Adapted from the four-part New Yorker novella Sell Out, the movie is co-produced by childhood friends Seth Rogen and Evan Goldberg. But it lacks the signature brand of raunchy humor that the duo solidified with hits like Superbad and This Is the End. Instead, director Brandon Trost vacillates between broad comedy and saccharine family drama within a stifling PG-13 framework.

Rogen does double duty as both Herschel and Ben Greenbaum, the former a struggling immigrant worker from the 1920s and the latter a meek app developer living in present day Brooklyn. Thanks to a bizarre accident involving a giant vat of pickles, Herschel’s body is preserved for a century. When a drone knocks the lid off his containment tank, he awakens completely unchanged but in a world that has since passed him by. He then meets Ben, his great-grandson and only surviving relative, who initially welcomes the idea of acclimating Herschel to his new environment but quickly sours to his austere disposition.

The elevator pitch for An American Pickle boils down to a clear-cut fish out of water story, although perhaps “mensch out of brine” would be a bit more fitting in this case. It’s a fun premise, one that could juxtapose a previous generation’s concept of rugged physical labor with the millennial’s more techno-centric workplace, among other things. For some reason, screenwriter Simon Rich sends Herschel and Ben their separate ways early on for contrived reasons and pits them against each other for the majority of the story. This not only makes little sense from a dramatic perspective, but also makes the humor more mean-spirited than it needs to be as Ben actively sabotages Herschel on multiple occasions.

Of course, I don’t have a problem with darker comedies; Rogen made quite a good one years ago with Observe and Report and he’s also flexed some impressive dramatic chops in films like Take This Waltz and Steve Jobs. Despite crafting two distinct roles with one requiring that he grow an uncomfortably long beard, Rogen just doesn’t seem to have the assistance that he needs here both on and off screen.

Nearly every supporting player gets a maximum of two or three scenes with one of Rogen’s characters, which doesn’t give them enough time to establish themselves within the story. Since this is primarily a comedy, it would help if these side characters had funny lines to share. More often than not, they don’t.
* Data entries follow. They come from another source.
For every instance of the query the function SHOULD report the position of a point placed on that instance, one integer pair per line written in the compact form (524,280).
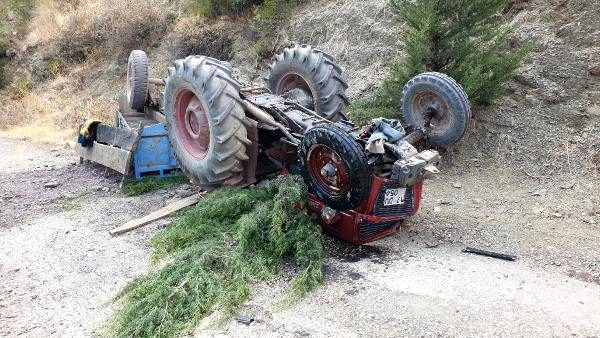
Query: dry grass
(52,113)
(75,68)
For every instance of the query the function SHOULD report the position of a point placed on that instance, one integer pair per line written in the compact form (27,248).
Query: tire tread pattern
(321,72)
(138,65)
(211,82)
(455,97)
(353,156)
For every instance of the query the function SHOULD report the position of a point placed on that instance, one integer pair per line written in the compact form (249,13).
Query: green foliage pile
(212,256)
(149,184)
(466,39)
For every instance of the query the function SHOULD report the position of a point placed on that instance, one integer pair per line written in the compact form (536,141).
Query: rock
(541,192)
(51,185)
(595,71)
(183,192)
(567,186)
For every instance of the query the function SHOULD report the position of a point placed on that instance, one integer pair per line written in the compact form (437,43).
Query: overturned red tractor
(363,182)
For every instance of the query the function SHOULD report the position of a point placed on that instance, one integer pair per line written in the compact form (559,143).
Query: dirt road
(59,267)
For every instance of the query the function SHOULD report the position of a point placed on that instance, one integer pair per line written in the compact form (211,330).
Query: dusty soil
(525,180)
(60,267)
The movie gets off on the right foot with a prologue setting up Herschel’s life in the fictional Eastern Europe town of Schlupsk, where a series of shovel-based sight gags amusingly sell our hero’s misfortune. Cinematographer John Guleserian gives these early moments a distinctive visual style, using a 4:3 ratio with a hazy edge of frame that recalls silent films from the era in which the scenes take place. It’s an ambitious place to start a Seth Rogen comedy, but past that opening, the film is comparatively much more complacent.

With aimless direction and a lackluster script, An American Pickle puts its star in quite the conundrum indeed.

Also new to streaming this weekend

Available to rent on demand is She Dies Tomorrow, an arthouse horror film starring Kate Lyn Sheil and Jane Adams about a young woman whose existential dread manifests itself into a contagious disease.

Available on Netflix is Work It, a dance movie starring Sabrina Carpenter and Liza Koshy about a college freshman who enters a dance competition with a group of her fellow students.

Available to rent on demand is I Used To Go Here, a comedy starring Gillian Jacobs and Jemaine Clement about a writer who is asked to speak at her alma mater by her former professor.